TAP is an open-source toolkit for the creation of mobile tours currently consisting of authoring tools, an iOS application, and a web-based application.  All of these tools are connected using the TourML specification, which has been developed to provide a portable representation for museum tour content. TAP and TourML have been successfully used for mobile experiences at the Indianapolis Museum of Art, Museum of Fine Arts Boston, Balboa Park Online Collaborative, and Crystal Bridges Museum of American Art. The workshop will provide a better understanding of what features and functionalities are provided by the TAP toolkit and the TourML specification. In addition, attendees will learn how they can leverage TAP and TourML for use in their own institution.

Presenting Geographic Data with Google Earth and Google Maps
Instructor: Markley Boyer, Freelance Cartographer
Time and Location: 1:30pm, Digital Media Lab 

This workshop will look at Google Earth and Google Maps for presenting data with a geographic component.  We will explore the use of these two programs for generating presentation graphics and for developing interactives for web or kiosk use.   The focus will mostly be on using the off-the-shelf capabilities of Google Earth and Google Maps rather than getting into the coding that allows more complex interactions, although we will learn to recognize when that would be worth the trouble!  We will also investigate the use of Google’s free 3D software Sketchup for building models that can be integrated into Google Earth. Finally, we will review some museum-related projects that have used these tools effectively.  This workshop requires no particular experience, just a willingness to fool around with software.

Twitter Bootstrap for Prototyping (and how to start thinking about design patterns)
Instructor: Zeeshan Lakhani (@zeeshanlakhani), New York Public Library Labs
Time and Location: 1:30pm, 4th floor classroom (458) 

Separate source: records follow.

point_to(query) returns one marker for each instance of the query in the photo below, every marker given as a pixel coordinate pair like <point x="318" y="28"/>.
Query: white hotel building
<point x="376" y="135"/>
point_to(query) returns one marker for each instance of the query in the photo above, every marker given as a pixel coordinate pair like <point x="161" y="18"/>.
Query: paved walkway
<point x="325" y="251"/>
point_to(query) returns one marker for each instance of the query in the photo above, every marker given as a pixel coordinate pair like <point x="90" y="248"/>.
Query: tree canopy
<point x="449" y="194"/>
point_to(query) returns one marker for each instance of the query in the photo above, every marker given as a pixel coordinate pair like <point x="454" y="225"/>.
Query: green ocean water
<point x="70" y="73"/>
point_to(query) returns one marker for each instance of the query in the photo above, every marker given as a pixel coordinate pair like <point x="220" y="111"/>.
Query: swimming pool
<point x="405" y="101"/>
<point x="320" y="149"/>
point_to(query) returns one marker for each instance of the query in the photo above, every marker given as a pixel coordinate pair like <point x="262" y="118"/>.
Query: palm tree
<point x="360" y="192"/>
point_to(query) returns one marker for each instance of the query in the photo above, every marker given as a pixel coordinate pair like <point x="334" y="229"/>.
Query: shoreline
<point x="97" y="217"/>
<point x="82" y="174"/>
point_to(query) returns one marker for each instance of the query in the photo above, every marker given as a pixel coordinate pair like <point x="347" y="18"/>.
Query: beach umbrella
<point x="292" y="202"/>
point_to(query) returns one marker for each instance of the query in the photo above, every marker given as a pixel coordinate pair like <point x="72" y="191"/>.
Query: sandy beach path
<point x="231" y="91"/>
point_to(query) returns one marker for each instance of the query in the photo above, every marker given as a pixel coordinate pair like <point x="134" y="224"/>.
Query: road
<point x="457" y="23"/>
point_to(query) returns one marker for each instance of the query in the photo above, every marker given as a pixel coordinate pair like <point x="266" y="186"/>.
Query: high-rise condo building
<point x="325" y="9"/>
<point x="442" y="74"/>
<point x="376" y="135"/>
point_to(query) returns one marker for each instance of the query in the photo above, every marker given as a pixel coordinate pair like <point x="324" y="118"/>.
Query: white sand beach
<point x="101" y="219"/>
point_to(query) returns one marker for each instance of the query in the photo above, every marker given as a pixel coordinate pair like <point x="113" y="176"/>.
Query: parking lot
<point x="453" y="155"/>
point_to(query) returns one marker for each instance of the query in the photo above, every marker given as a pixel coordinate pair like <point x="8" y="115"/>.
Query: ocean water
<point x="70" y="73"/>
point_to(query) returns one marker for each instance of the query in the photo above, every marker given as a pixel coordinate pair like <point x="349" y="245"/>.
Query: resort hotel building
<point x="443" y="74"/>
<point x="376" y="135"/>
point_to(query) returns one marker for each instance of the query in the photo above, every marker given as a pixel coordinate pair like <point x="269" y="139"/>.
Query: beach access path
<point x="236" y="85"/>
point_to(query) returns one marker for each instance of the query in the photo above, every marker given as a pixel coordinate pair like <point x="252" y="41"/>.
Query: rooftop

Twitter Bootstrap is a collection of CSS and HTML fixtures (and some Javascript plugins) that provide grids, menus, modals, forms, buttons, and a means to laying out your web application. This workshop will tackle Bootstrap hands-on while also explaining why it’s great for rapid prototyping and, yet, surprisingly precarious for real-world output. If you wield its powers for good (meaning, we’ll talk about some advanced uses and examples), then you’ll be much closer to designing that site or app that you’ve been putting off to the side.